Single Women’s Collective Extends Activities in South Odisha, India

Eka Nari Sanghathan

Eka Nari Sanghathan (or single women's collective) in Rayagada, South Odisha, India, is continuing to develop initiatives to produce food crops that build social and ecological well-being.

With the support of friends from India and Australia, Eka Nari Sanghathan (ENS) has leased 4 acres of lowland for paddy cultivation and 2 acres of upland for growing the staple food crops of mandiya (finger millets) and biri (black gram).

Co-founder of ENS and CERN member, Bhavya Chitranshi said “The leasing of upland for staple food crops is especially important as this land is generally used for cultivation of cash crops like cotton and eucalyptus.”

“ENS is going against the tide and foregoing cash income so members can cultivate food crops that will directly benefit them and help to repair the uplands.”

“This new initiative extends ENS’s approach of using collective agriculture to reconnect with earth others and revive some of the indigenous practices in agriculture that are slowly getting lost; these practices include multicropping, and use of folk seed varieties and natural fertilizers and pesticides.”
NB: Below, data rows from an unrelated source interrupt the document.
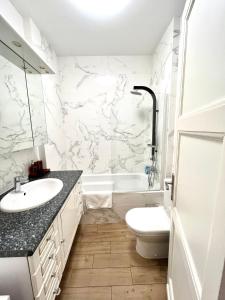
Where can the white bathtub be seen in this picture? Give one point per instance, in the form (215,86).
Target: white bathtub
(117,183)
(124,191)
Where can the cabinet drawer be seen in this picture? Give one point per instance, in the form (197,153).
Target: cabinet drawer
(45,242)
(46,262)
(54,289)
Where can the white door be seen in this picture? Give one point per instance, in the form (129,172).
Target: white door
(197,246)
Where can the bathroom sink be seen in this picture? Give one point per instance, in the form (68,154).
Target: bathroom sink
(32,194)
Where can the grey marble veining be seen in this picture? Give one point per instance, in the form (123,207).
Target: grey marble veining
(106,128)
(21,233)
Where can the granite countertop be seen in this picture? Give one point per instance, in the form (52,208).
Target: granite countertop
(22,232)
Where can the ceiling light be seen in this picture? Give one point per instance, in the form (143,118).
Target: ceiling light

"We are fortunate to have the support of Ashutosh Kumar who has helped steer ENS's approach to collective and ecologically sustainable agriculture."

Other activities undertaken by ENS include preparing mango pickle using mangoes gathered from the forest, with some of the pickle kept for self-consumption and some sold to generate surplus which is collectively appropriated and distributed by ENS members, including to help support older members who are not able to self-sustain.

ENS was formed in 2013 and it brings together women with a range of experiences of singleness whose lives are marked by experiences of pain, violence and otherness (as a result of norms of hetero-patriarchy, primitive accumulation and capitalist development) but whose lives are also shaped by Adivasi (Indigenous) life-worlds based on noncapitalist class processes and the collective enactment of a postcapitalist-feminist future.

ENS hosts friendships and togetherness for women who have been abandoned by their families, who are treated as burdens and liabilities, and who are battered and left alone to survive amidst hetero-patriarchal institutions of marriage and family

By being member-based and member-led, ENS demonstrates how diverse possibilities for survival and care can be developed beyond mainstream programs and interventions.

Co-founder Bhavya Chitranshi was a finalist in 2018 in the Martha Farrell Foundation ‘Most Promising Individual’ award for her work with single Adivasi women across Odisha, including for securing women’s right to a pension from the state government, and establishing food security and a health fund for Adivasi women. She is working on a PhD at Western Sydney University, supervised by Katherine Gibson and Stephen Healy, but during COVID-19 she is living with members of ENS in South Odisha, India.